Hi Everyone, I'm currently an article about vintage auger bits.
I'm looking for old materials (ads, brochure, catalog).
Does anyone has tips to share?


----------



## Stick486 (Jan 4, 2013)

Hello N/A and welcome to the forums...

would that be reading or writing an article???


----------



## jw2170 (Jan 24, 2008)

Welcome to the forum....

See if you can find information from "Traditional Tools Group".


----------



## Cherryville Chuck (Sep 28, 2010)

I have quite a few. If they are sharp they are almost as fast as power drilling.


----------



## roxanne562001 (Feb 5, 2012)

Welcome to the forum


----------



## DesertRatTom (Jul 3, 2012)

Not sure about old ones, but don't they make a bit with three spurs. Nothing like it for getting through thick construction lumber.


----------



## chgans (Jun 8, 2020)

Sorry, didn't realised my post had error, so let me re-phrase it:

I'm writing an article about IRWIN auger bits, with a focus on early ones: from 1885 to 1920's.
The article is a work in progress and is available online, but as i'm a new user, i cannot have URLs in my post :crying:

This article is for collectors who want to identified how old are their Irwin auger bits, there's a section about box/cases too.

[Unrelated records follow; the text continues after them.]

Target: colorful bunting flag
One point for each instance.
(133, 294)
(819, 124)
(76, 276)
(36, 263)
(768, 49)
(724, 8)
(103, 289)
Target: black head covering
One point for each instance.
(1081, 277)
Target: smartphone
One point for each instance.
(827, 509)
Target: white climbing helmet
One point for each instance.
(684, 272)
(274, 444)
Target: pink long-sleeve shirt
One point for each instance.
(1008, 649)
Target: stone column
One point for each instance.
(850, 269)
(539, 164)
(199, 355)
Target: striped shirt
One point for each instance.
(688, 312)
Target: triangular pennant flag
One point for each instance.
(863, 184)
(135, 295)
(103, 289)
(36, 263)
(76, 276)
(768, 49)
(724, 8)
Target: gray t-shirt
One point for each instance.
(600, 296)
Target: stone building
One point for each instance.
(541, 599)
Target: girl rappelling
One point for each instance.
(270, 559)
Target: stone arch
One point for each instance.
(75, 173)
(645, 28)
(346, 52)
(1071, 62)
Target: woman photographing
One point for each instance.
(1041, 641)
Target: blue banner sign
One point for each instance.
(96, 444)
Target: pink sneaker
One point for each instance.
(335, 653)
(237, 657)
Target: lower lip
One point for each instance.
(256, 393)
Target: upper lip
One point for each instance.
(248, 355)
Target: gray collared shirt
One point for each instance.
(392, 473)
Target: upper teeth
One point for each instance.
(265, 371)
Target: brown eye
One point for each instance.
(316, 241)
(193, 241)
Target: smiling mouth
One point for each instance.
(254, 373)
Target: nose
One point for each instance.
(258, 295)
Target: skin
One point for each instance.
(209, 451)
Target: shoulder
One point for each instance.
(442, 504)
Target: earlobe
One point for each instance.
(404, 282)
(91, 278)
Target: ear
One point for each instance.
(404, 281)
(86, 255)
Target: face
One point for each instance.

I'm looking for people who would have old catalogues and are willing to share information.


----------



## Cherryville Chuck (Sep 28, 2010)

We can allow it if it's not for profit and doesn't require registering on the site. Write out the link but leave off the www and space the .com, org, or net a few spaces away and our security system should let it through. I can go there and copy the url and then edit your post to add a working link.


----------



## chgans (Jun 8, 2020)

Hi, thanks for that.
It's not for profit, and it's open to anyone, no paywall, registration, ...
chgans DOT design DOT blog /2020/06/06/irwin-auger-bits/


----------



## jj777746 (Jan 17, 2015)

Welcome to Router Forums chgans. Hope you can stick around & enjoy the ride. James JJ


----------



## Cherryville Chuck (Sep 28, 2010)

Excellent article Ch'Gans. It makes an interesting read. https://chgans.design.blog/2020/06/06/irwin-auger-bits/


----------



## Stick486 (Jan 4, 2013)

Cherryville Chuck said:


> Excellent article Ch'Gans. It makes an interesting read. https://chgans.design.blog/2020/06/06/irwin-auger-bits/


yup...


----------